二次創作小説(映像)※倉庫ログ

Re: 【おそ松さん】失われてく日々の中で【二次創作松】 ( No.13 )
日時: 2016/03/16 18:31
名前: ラリティ ◆fvHE6RWqPQ (ID: uoHTZdTU)

第2話 『太陽と月と星』

19の頃だ。やっとのことで安定した魔力を六人全員が手に入れ、学園に入学した時、校長であるキーファー・ティアズが言った。

「我が学園は、寮という三つに分かれています。それは『互いを支え合う存在』として役割を分けた、それだけのものです。
決して兄弟と、友とわかれても、それは支えてあげることができるということ。
…『サンクチュアリ』が太陽ならば、『アンブラー』は月、『トラスト』は星です。
敵なることはせず、支え合い、上の階級を目指しましょう」

…なんぞと。…僕は月らしい。太陽の支えが、星の支えがなければダメらしい。
それはきっと事実だろう。僕は『太陽』である五男に引っ張ってもらい、『星』である末弟に後ろを任せているのだ。
…なんて、なんて無責任な兄なのだろう。
『月』である自分は『太陽』に照らしてもらわなければ、姿を見せることさえできない。
『月』である自分は『星』と共に夜を過ごし、朝になれば一人で反対側へ行こうとする。

それがわかっているからだろう。弟二人は、支えるだけ自分を支えたら、もう居るべき場所へ戻っていく。
…それが、寂しくて、悔しくて、哀しくて。
そんなことになるならばと、自分は兄弟が得意としない分野を人一倍頑張り、なるべく兄弟と関わらないようにし、存在を消して。
すると寮内でも変な噂が流れだして、今年には自分の周りに友達なんかいなくなっていた。

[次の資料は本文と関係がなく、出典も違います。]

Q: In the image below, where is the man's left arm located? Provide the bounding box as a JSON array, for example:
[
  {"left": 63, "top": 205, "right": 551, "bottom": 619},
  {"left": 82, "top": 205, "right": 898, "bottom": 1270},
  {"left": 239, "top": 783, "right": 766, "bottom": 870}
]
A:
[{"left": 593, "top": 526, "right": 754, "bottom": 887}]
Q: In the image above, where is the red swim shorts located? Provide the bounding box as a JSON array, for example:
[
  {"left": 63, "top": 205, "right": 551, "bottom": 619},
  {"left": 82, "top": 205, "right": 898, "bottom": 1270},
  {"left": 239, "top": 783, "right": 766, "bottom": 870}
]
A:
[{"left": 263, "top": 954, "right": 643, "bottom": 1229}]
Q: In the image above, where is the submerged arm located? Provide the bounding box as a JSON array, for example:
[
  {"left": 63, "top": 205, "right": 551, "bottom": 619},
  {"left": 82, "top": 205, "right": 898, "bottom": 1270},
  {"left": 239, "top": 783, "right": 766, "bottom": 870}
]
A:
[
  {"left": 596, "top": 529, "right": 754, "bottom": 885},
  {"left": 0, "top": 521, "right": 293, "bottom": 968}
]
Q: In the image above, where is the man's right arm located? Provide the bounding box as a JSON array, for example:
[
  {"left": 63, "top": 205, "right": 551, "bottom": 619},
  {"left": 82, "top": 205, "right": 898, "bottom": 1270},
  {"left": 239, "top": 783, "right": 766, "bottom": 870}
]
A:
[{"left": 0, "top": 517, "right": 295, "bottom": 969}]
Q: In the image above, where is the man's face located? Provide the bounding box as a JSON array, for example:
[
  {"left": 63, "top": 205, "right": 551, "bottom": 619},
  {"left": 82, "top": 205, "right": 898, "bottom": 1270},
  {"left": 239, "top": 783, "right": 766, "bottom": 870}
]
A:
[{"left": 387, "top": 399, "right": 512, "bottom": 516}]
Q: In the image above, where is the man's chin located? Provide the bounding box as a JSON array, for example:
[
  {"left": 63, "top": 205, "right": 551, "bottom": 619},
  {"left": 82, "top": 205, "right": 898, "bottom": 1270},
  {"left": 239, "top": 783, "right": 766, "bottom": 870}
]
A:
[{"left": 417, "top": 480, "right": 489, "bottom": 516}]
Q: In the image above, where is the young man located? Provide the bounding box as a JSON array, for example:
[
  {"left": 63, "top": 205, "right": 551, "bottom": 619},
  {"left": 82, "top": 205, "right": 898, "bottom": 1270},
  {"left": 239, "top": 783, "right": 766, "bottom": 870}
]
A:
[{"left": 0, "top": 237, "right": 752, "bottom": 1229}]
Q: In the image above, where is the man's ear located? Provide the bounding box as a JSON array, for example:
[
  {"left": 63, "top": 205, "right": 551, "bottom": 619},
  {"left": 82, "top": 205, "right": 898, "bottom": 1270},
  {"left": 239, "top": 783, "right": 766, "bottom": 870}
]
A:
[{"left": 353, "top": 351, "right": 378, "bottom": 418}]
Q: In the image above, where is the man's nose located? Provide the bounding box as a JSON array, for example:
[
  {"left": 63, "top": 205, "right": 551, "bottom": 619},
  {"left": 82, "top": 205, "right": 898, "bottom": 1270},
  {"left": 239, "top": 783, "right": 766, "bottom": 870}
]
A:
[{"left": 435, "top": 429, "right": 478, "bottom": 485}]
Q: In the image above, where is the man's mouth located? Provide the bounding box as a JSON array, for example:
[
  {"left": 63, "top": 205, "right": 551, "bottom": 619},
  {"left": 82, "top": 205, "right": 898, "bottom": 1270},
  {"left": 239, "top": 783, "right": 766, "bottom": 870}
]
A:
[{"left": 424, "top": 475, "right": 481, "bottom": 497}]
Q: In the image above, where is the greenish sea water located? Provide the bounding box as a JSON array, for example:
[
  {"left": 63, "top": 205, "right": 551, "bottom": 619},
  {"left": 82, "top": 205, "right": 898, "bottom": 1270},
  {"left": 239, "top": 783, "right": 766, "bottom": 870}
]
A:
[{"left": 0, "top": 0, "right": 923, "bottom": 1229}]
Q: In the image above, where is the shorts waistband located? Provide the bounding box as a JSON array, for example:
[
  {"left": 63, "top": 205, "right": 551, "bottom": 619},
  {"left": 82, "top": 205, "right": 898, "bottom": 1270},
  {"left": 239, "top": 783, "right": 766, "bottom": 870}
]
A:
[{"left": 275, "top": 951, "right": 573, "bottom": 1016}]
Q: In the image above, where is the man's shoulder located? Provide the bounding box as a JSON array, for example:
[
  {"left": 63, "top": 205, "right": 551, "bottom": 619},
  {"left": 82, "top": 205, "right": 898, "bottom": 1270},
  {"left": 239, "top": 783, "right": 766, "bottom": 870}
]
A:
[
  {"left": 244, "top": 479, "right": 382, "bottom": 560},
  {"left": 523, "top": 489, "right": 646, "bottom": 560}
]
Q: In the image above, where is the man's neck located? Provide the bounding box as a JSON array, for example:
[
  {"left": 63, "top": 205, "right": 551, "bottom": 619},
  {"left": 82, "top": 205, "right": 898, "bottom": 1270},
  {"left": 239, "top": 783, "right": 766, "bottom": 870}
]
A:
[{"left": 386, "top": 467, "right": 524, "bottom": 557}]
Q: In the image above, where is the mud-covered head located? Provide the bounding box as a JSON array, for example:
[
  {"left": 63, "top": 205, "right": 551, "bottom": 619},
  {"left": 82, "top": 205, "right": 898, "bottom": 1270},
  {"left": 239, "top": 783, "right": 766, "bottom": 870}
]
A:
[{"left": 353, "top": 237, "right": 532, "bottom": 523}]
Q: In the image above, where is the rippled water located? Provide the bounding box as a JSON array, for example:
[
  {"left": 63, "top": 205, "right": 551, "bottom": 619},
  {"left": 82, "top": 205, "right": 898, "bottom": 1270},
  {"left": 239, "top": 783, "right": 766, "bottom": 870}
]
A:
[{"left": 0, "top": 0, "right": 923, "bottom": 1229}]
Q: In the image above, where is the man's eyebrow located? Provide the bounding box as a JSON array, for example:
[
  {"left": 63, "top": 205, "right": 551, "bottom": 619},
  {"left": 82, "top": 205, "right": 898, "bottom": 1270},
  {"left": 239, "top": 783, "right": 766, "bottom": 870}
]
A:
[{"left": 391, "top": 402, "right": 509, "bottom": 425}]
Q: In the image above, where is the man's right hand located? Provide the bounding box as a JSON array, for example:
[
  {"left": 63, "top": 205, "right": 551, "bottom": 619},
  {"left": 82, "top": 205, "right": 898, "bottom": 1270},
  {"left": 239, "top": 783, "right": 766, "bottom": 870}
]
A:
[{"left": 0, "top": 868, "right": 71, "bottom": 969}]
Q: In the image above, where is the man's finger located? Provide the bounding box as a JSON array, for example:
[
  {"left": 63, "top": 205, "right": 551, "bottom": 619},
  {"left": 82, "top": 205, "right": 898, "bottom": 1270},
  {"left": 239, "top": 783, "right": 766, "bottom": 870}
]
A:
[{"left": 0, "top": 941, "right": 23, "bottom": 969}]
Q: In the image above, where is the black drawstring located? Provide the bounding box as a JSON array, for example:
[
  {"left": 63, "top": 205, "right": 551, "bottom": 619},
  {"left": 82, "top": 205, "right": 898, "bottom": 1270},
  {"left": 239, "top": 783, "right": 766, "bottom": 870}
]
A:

「…まぁ、そりゃそうだよね。こんなのと一緒にいたいなんて、思わないよね」

そう言いきたせてたのに、たまに寂しくなって。
どうしてなのか、自分でもわかんない。いいや、わかりたくない。
…我が儘で、たまに人と一緒に居たいと思ってしまう。どうにもしようがない感情だ。
『月』である自分は、『太陽』がいないと誰にも見えないというのに。

「…いいや、『太陽』がいなくても『星』には見えるよ。だから大丈夫。ボクたちが、ずっと支えるから」

…あぁ、なるべく兄弟とは関わりたくないのに。
また迷惑をかけてしまうのか。
これだから僕は、一人が好きなんだ____

















「おーきーてっ、起きて一松兄さん」

「…あっ、ごめん…。授業は…?」

「まだ始まってないよ。カラ松兄さんとチョロ松兄さんは十四松兄さんとおそ松兄さん呼びに行った」

「…そう。起こしてくれてありがと」

「どういたしまして。良かったね、合同授業で」

「…そーだね」

そう言って、起こしてくれた兄弟…『トラスト』のトド松の居る反対側を向く。

「何その愛想のない返事!」

トド松はそう言って、これから始まる科目『占い学』用のノートを広げた。
…僕はこうやって、兄弟との距離をなるべく遠く、遠くしていた。